At the beginning of his four-decade career as a Ramsey County medical examiner, Michael McGee solved cases that had for years stumped his predecessors.
He told Star Tribune reporters in 1986 it took him only a cursory review of records to determine one victim, a 3-year-old boy, had been beaten to death, reinvigorating a case that had been cold for 20 years. The difference was in the science. Before 1979, Ramsey County had relied on part-time coroners to rule on causes of death. McGee was a doctor — trained in the science of forensic pathology — which allowed him to see what the others could not.
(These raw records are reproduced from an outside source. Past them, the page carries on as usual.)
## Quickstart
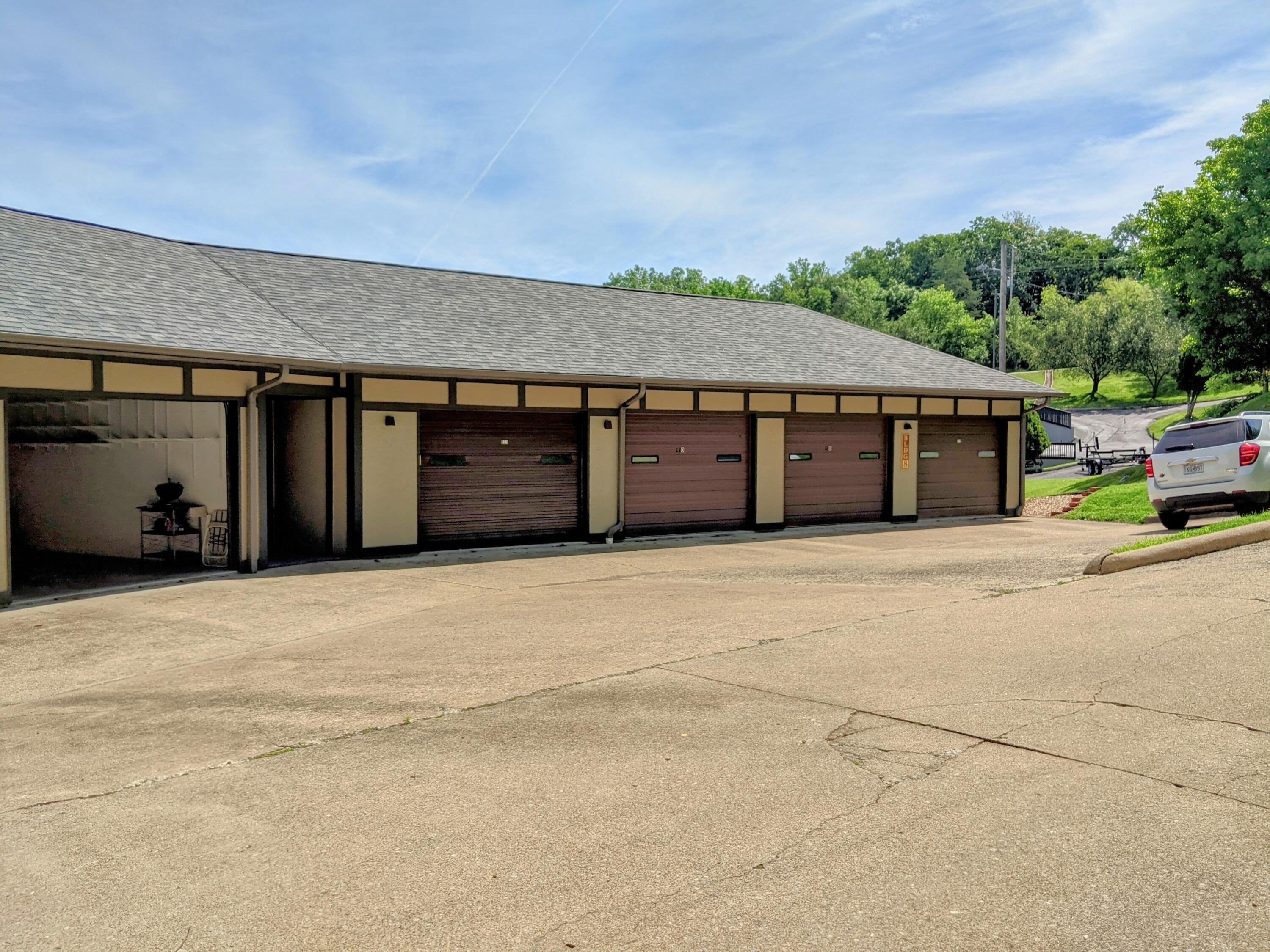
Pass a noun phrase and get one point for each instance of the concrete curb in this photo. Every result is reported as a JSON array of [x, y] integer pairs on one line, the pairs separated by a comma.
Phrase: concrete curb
[[1182, 549]]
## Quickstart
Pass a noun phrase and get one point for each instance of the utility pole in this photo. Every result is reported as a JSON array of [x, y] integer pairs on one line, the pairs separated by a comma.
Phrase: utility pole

“It isn’t some medical mystery,” he said almost 40 years ago.
Now the integrity of the science McGee has used over his career is being challenged.
In a lawsuit filed earlier this year, McGee is accused of fabricating medical conclusions and providing false testimony in the 1996 drowning death of Jane Rhodes, resulting in 25 years of wrongful imprisonment for her husband. After Thomas Rhodes’ release a year ago, an investigation by the Minnesota Attorney General’s Office found evidence McGee used “medically unsupported testimony” to arrive at his opinion.
“McGee reasoned backward — from the nonmedical evidence to the medical findings,” the report said.
Rhodes is at least the fourth person to either be released from prison or resentenced to a lower penalty after revelations that McGee provided flawed or inaccurate testimony leading to their convictions, according to court records. In the wake of these reversals, a series of judges’ orders and reports has described his work as reckless and lacking in scientific discipline.
U.S. Eighth Circuit Court of Appeals Judge Ralph R. Erickson called McGee’s testimony in the case of Dru Sjodin, a college student who was kidnapped and murdered in 2003, “so unmoored from a scientific basis that it should not have been received at all.”